Just another reason to be obsessed with guacamole and avocado toast: a new study released by The Journal of the American Heart Association suggests that avocados may actually lower bad cholesterol.

We checked in with Richard Chazal, Medical Director of The Heart Group at Lee Memorial to tell us a little more about what we can take away from these findings, and how to apply this new information to our lives.

Fearing fat is a thing of the 1980’s—we’ve long since ditched those rows of fat-free yogurts in toxic chemical flavors like “Key Lime Pie” and “Cherry Surprise.” Certain kinds of fat have been proven to be beneficial for your heart, and now we know that, in moderation, good fat can lower the cholesterol that can lead to heart problems, and reduce the risk of heart attack or stroke.

So what’s changed? As Dr. Chazal tells us, “As our knowledge has evolved, our previously simplistic view of fat becomes outmoded. There are different types of fats that may influence our metabolism in different ways, hence the increasing recognition of good fats.”

This study showed that eating an avocado a day may help lower bad cholesterol in people who are overweight and obese. But as Dr. Chazal explains, fats still have a higher calorie density than proteins or carbohydrates, so moderation is still key. While an avocado is a great source of good fats, if you add an avocado a day to your diet (not a bad plan!), you should probably cut out those calories elsewhere—unhealthy fats may be a good place to start.

So which are the bad ones? In general, unhealthy fats are saturated fats that we know change the profile of your cholesterol, including animals fats and palm oil, whereas the healthier fats are polyunsaturated, unsaturated, monounsaturated.

In addition to avocados, which Dr. Chazal recommends consuming moderately, he says that “studies of the Mediterranean diet show that fatty fishes, like tuna, salmon, mackerel, can also be potentially beneficial. We know that olive oil contains types of fats that may improve the profile of cholesterol, as well as certain nuts— almonds and walnuts, among others—which may have those types of benefits as well.”

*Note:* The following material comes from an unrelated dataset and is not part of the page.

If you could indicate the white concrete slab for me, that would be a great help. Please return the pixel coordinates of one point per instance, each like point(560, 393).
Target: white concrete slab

Everyone—especially athletes—should ensure that their meals contain a good protein source. However, as Dr. Chazal notes, the type of fats that are mixed with proteins are often problematic—certain meats, like beef are a good protein source, but also a source of saturated fat. Instead, consider pairing a lean protein source such as fish, lean poultry, lean pork (such as a pork tenderloin), or black beans with a good fat like avocados. Not only do you have a one-two punch of healthy fats and lean protein, but you’re going to enjoy one of the tastiest combinations on the planet, as well.